Застольные разговоры детства.

Мой отец, например, в рассказах всегда был обстоятелен. И не только в беседах за столом, но и в разговорах один на один всегда был строго литературен. Такой XIX век, литература, перенесенная в быт, укоренившаяся в нем. Абсолютная органика и естественность. Никакой позы. Он мог начать историю про то, как поймал на донку самого большого в своей жизни голавля, так: «Летом 1956 года я отдыхал в санатории на Волге». Настоящий эпос. Сага.

Правда, большой голавль стоит того.

Современность обязывает к анекдоту, к экономии средств. Само течение повествования, неторопливость, правильность, округлость (какое толстовское слово!) утомляют, вызывают нетерпение.

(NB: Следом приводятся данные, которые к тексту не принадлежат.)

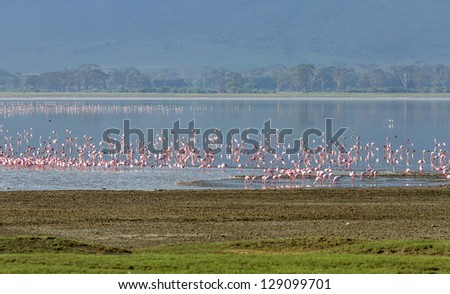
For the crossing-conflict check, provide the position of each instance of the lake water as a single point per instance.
(419, 125)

А вот Александр Сергеевич Пушкин, когда Михаил Семенович Щепкин пожаловался ему, что никак не может начать свои воспоминания, написал ему первую фразу: «Я родился в Курской губернии Обоянского уезда в селе Красном, что на речке Пенке». Правда, гениально!

Впрочем, анекдоты Пушкин тоже любил.

Письмо двадцать шестое

Итак, мы продолжаем, снова взваливаем груз, снова катим камень в гору, снова идем.

Слово к слову, слово за слово. Слово – шаг. Путь из слов. Куда и зачем – подскажет само слово, так что, вполне возможно, это не путь, а блуждание. Ведь неясно, куда слово поведет, какое другое вызовет и то, другое, кому передаст эстафету. И во что все это сложится.

Даже необязательный текст требует усилия. Зачем говорить, формулировать, подыскивать слова, придумывать порядок, взвешивать, перечеркивать, придумывать вновь. Мысль порой не хочет облекаться в слова, как будто боится воплощения то есть неминуемого искажения, искривления. Но опыт показывает, что без воплощения мысль подчас съедает себя, спокойно перетекает в забвение. А забвение наш враг, потому что память, если обратиться к этимологическим изысканиям Павла Александровча Флоренского, это и есть мысль, разум – mens, mentis.


Изначально наш дом – утроба, но мы не помним о ней. Вот Андрей Белый пытался вспомнить, каково было там, – не удалось. Наше тело – тоже дом, некоторые, впрочем, говорят «храм». Крыша и стены защищают тело. Тело защищает от космоса. А внутри – Я. Такая матрешка. Кощей бессмертный.

И вот ты пишешь слова, озираешь себя, свое Я и свыкаешься с тем, что когда-нибудь эти своды падут. И беспомощное Я станет частичкой космоса. И где окажется?

В Первом женском, видимо.

Вполне возможно, между прочим. Свидригайлов Раскольникову именно так вечность рисовал – сельская баня, а по углам пауки.

А тут все-таки Сандуны.


Даниэль Пеннак написал роман (Journal d’un corps) – жизнь человека, рассказанная его телом: рождение, созревание, взросление, старение, смерть. Эта физиологическая (в прямом смысле) история имеет совсем малое отношение к Я. Понятно, тело зреет, а потом разрушается – а Я? Как созревает Я, как отследить эти этапы созревания (если они вообще есть) и разрушения? И что такое разрушение? Вряд ли это история болезни, если только жизнь как таковая не болезнь. Наверное, можно смотреть и так.

Андрей Белый в этом смысле гораздо интересней. Конечно, из его бесконечных мемуарно-автобиографических изысканий разной степени художественности (воспоминания, дневники, «Петербург», «Крещеный китаец», «Котик Летаев» и проч.) можно извлечь описания его недугов: от чирия на заднице (в этом состоянии его застал Гумилев в Париже, поэтому дружбы не получилось) до мании преследования и вписывающихся в учебник по психоанализу рассказов об отношении к матери и отцу. Но это все следствия. Любопытней собственно история Я: первые мерцающие картинки, болезнь и кошмар (страшная старуха, от которой едва чувствующее себя Я спасается), мифические чудовища, наполняющие сознание (в их роли выступают и гости квартиры Бугаевых), постепенное освобождение от мифов, то есть начало истории, истории Бори Бугаева – Андрея Белого, игра, мечтания: восхищенный подвигами Скобелева, Андрей Белый примерял на себя его роль героя. Я выступало как ОН, то есть Боря Бугаев, но другой, героический. Я искало не адекватного, а идеального отражения, создавало миф о себе. Иными словами, Боренька Бугаев рассказывал себе историю о самом себе, он был и автором, и слушателем. Сказанное слово возвращалось к нему обратно, но уже с другим знаком, знаком прочитанного (читаемого, к нему обращенного) текста.